Complete technical specification and implementation details from the patent document.
This application claims the benefit of Korean Patent Applications No. 10-2024-0164289, filed Nov. 18, 2024, and No. 10-2025-0162889, filed Nov. 3, 2025, which are hereby incorporated by reference in their entireties into this application.
The present disclosure relates generally to technology for partitioned operations of an activation function by reusing the operation structure of an outer product processor, and more particularly to an operation technique and a hardware-processing structure for processing various kinds of activation function operations in parallel by reusing an N×M matrix operation semiconductor circuit based on an outer-product processor or a vector processing AI semiconductor.

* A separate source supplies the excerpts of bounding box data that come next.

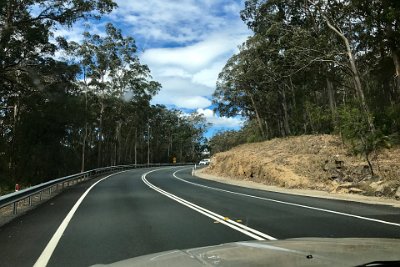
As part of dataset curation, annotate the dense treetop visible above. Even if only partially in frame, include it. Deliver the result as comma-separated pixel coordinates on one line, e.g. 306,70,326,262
0,0,207,193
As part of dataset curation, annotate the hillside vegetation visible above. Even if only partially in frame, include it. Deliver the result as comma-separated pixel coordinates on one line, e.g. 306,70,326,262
205,135,400,199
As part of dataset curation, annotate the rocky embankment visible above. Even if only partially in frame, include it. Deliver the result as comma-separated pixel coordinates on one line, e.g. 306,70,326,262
205,135,400,200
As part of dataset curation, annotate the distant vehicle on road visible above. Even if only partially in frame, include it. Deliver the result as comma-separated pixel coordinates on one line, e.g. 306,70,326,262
199,159,210,165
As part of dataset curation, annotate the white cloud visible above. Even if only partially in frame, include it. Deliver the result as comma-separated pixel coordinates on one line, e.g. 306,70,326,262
197,108,243,129
141,33,247,109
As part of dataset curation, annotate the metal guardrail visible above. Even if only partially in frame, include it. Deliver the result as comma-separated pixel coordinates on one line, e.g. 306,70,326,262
0,163,193,215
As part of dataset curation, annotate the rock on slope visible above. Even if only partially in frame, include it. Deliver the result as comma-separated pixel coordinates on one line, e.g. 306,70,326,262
206,135,400,198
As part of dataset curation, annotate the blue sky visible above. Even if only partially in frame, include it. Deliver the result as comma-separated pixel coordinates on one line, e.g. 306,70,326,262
55,0,250,137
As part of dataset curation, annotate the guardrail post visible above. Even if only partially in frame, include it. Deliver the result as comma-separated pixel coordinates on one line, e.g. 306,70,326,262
13,202,18,215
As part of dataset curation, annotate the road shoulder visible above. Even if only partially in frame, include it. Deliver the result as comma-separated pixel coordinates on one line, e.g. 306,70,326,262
194,168,400,208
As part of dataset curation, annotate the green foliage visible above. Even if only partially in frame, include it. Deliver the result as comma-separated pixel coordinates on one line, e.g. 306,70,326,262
213,0,400,165
0,0,208,191
209,121,264,154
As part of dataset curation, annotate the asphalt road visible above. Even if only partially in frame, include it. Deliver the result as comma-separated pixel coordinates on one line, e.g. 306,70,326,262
0,167,400,266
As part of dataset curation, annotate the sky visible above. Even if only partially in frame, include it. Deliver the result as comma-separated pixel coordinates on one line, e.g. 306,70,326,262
55,0,250,137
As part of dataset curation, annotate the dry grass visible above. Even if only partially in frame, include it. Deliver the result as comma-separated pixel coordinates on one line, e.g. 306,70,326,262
207,135,400,198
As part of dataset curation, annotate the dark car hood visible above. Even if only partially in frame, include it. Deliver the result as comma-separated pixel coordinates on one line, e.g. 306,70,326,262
92,238,400,267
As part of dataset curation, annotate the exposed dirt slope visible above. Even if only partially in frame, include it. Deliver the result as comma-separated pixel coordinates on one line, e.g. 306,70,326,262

In conventional hardware architectures for accelerating artificial neural networks, a separate dedicated processor should be provided for activation function operations. Such a dedicated processor may perform activation functions with high precision but has a limitation in the types of activation functions that can be handled thereby. Also, when various activation functions are supported, the hardware area increases, which may restrict the total number of activation function processors. For example, when an outer-product-based matrix processor finally generates N×M computational data elements and then performs activation function operations thereon, the operations are performed only on a small amount of data that does not exceed N or M data elements, according to the capacity permitted by the activation function processor.
Accordingly, there is a need for a processing method and hardware architecture capable of flexibly supporting operations for various kinds of activation functions while minimizing hardware for activation function operations. In particular, an architecture that maximizes throughput by performing activation function operations in parallel for N×M data elements output from an N×M outer-product-based matrix processor is required.
(Patent Document 1) Korean Patent Application Publication No. 10-2024-0129462, published on Aug. 27, 2024 and titled “Quantum matrix operator and quantum matrix operation method for artificial neural networks”.
An object of the present disclosure is to provide activation function partitioned operation methodology and hardware architecture capable of flexibly applying various kinds of activation functions while simultaneously applying activation function operations to N×M pieces of matrix operation output data by reusing the N×M matrix processor structure of an outer-product-based AI semiconductor.
Another object of the present disclosure is to simultaneously apply activation function operations to all data generated by an outer-product-based N×M matrix processor by using only simple activation function control logic, thereby maximizing activation function throughput.
A further object of the present disclosure is to provide an activation function operation structure that is capable of flexibly applying various activation functions without adding special hardware.
Yet another object of the present disclosure is to provide technology for increasing activation function throughput that critically contributes to increases in the inference and training speed of AI semiconductors according to increasingly large next-generation neural network architectures.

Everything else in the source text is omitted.